Elon Says SpaceX Risks Bankruptcy Without a Raptor Engine Solution

Elon Musk emailed SpaceX employees that there is a crisis in Starship Raptor engine production. SpaceX could face a ‘genuine risk of bankruptcy’ if they cannot achieve Starship flight rate of once every two weeks in 2022.

Elon emailed:
Unfortunately, the Raptor production crisis is much worse than it had seemed a few weeks ago. As we have dug into the issues following the exiting of prior senior management, they have unfortunately turned out to be far more severe than was reported. There is no way to sugarcoat this.

I was going to take this weekend off, as my first weekend off in a long time, but instead, I will be on the Raptor line all night and through the weekend.

Will Heltsley, former SpaceX senior vice president of propulsion, left SpaceX due to lack of Raptor production progress. SpaceX vice president of mission and launch operation Lee Rosen and senior director of mission and launch operations Rick Lim have left SpaceX.

Enough reliable Raptors are needed to fly Starship. Starship is needed for Starlink Satellite V2. SpaceX Falcon 9 has neither the volume nor the mass to orbit needed for satellite V2. Satellite V1 is financially weak, while V2 is strong.

SpaceX will put up Gen2 satellite network with satellites 850-1000 kilogram with up to 80 gbps capacity per satellite versus 18 gbps in current version 1. Gen2 satellites are five times bigger but have five times the capacity of Gen1 Starlink staellites.

~30,000 satellite Starlink Gen2 constellation as proposed would have a total instantaneous bandwidth of at least 500 terabits per second (Tbps) overland (~1800 Tbps including ocean coverage). As of 2020, the total installed bandwidth of global internet infrastructure was estimated to be 600 Tbps. The Gen2 satellite network would be able to handle 15 times the number of customers which would be 15 times the revenue of the Gen1 satellite network.

Assuming Starship is capable of launching 100-150 tons (~220,000-330,000 lb) to the low Earth orbits Starlink Gen2 is targeting, each Starship will launch up to 120 satellites – each weighing approximately 850-1250 kg. SpaceX’s original June 2020 Gen2 filing implied that the next generation of Starlink satellites would have up to three times the maximum bandwidth of existing V1.0 satellites (~50+ Gbps).

SpaceX is ramping terminal production to several million units per year, which will consume massive capital. This assumes that satellite V2 will be on orbit to handle the bandwidth demand. These terminals will be useless otherwise.

Elon might have recently been selling Tesla shares to help fund SpaceX through a rough patch.

SpaceX was still getting waivers and permission from the FCC to launch the Gen2 constellation.

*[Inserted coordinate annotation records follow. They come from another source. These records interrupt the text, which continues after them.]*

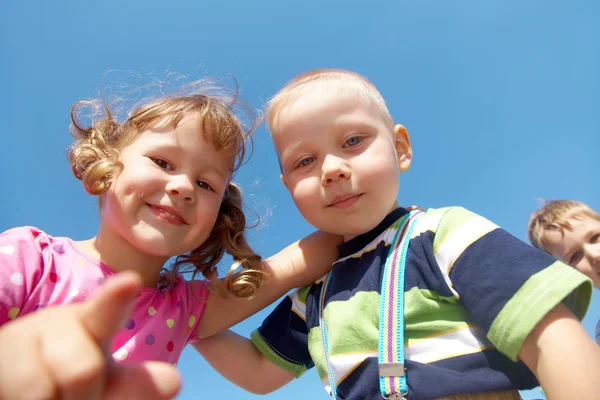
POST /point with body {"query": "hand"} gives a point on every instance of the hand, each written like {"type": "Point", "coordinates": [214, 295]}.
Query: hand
{"type": "Point", "coordinates": [64, 352]}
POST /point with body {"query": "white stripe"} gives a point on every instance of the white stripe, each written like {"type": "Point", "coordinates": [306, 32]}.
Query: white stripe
{"type": "Point", "coordinates": [344, 363]}
{"type": "Point", "coordinates": [465, 341]}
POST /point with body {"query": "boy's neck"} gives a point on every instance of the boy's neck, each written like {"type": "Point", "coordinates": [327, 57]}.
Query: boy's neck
{"type": "Point", "coordinates": [350, 237]}
{"type": "Point", "coordinates": [119, 255]}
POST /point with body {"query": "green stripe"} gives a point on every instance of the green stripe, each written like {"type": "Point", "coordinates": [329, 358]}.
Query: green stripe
{"type": "Point", "coordinates": [302, 293]}
{"type": "Point", "coordinates": [540, 293]}
{"type": "Point", "coordinates": [428, 314]}
{"type": "Point", "coordinates": [353, 325]}
{"type": "Point", "coordinates": [265, 349]}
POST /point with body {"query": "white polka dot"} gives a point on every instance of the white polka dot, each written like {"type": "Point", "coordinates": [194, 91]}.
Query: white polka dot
{"type": "Point", "coordinates": [13, 312]}
{"type": "Point", "coordinates": [17, 279]}
{"type": "Point", "coordinates": [120, 354]}
{"type": "Point", "coordinates": [7, 249]}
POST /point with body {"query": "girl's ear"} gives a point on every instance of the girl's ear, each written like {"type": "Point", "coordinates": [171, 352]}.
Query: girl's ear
{"type": "Point", "coordinates": [403, 148]}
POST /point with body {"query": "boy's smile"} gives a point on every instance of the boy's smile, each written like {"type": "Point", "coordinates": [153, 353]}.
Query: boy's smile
{"type": "Point", "coordinates": [578, 246]}
{"type": "Point", "coordinates": [339, 158]}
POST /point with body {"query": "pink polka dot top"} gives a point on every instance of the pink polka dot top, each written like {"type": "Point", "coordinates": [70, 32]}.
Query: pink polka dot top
{"type": "Point", "coordinates": [37, 271]}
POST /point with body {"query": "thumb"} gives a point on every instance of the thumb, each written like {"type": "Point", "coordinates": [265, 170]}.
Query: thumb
{"type": "Point", "coordinates": [151, 380]}
{"type": "Point", "coordinates": [105, 313]}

Jeff Bezos, Amazon and Blue Origin were using lawsuits and regulatory challenges to slow SpaceX deployment of Starlink.

The first orbital launch is scheduled for January, 2022. Starship was delayed several months already. FCC permissions were needed. There have also been heat shield tile issues.

SpaceX still needed to launch ten thousand more Gen1 Starlink satellites. SpaceX had talked about 12 Starship test launches next year at a recent conference. Elon was probably targeting one payload launch every two weeks starting in early 2023. Starship Starlink launches would be 6000 more Starlink Gen1 version 2 satellites in 2023. Thirty or forty Falcon 9 Starlink launches would be 1800 to 2400 more Gen 1 version 2 satellites in 2022 and 2023.

Gen 2 would not be approved and ready til about 2023 or 2024. 2023 would be when they could use Starship to complete Gen 1, twelve thousand satellites.

Elon wants to urgently resolve the Raptor engine production issues and Starship issues to prevent delays late in 2022 or in 2023.

Starship being usablefor payloads in 2023 would be able to speed up Starlink Gen1 deployment from 2025 to early 2023. Starship being ready in 2022 would enable significant Gen 2 deployment in 2023-2024.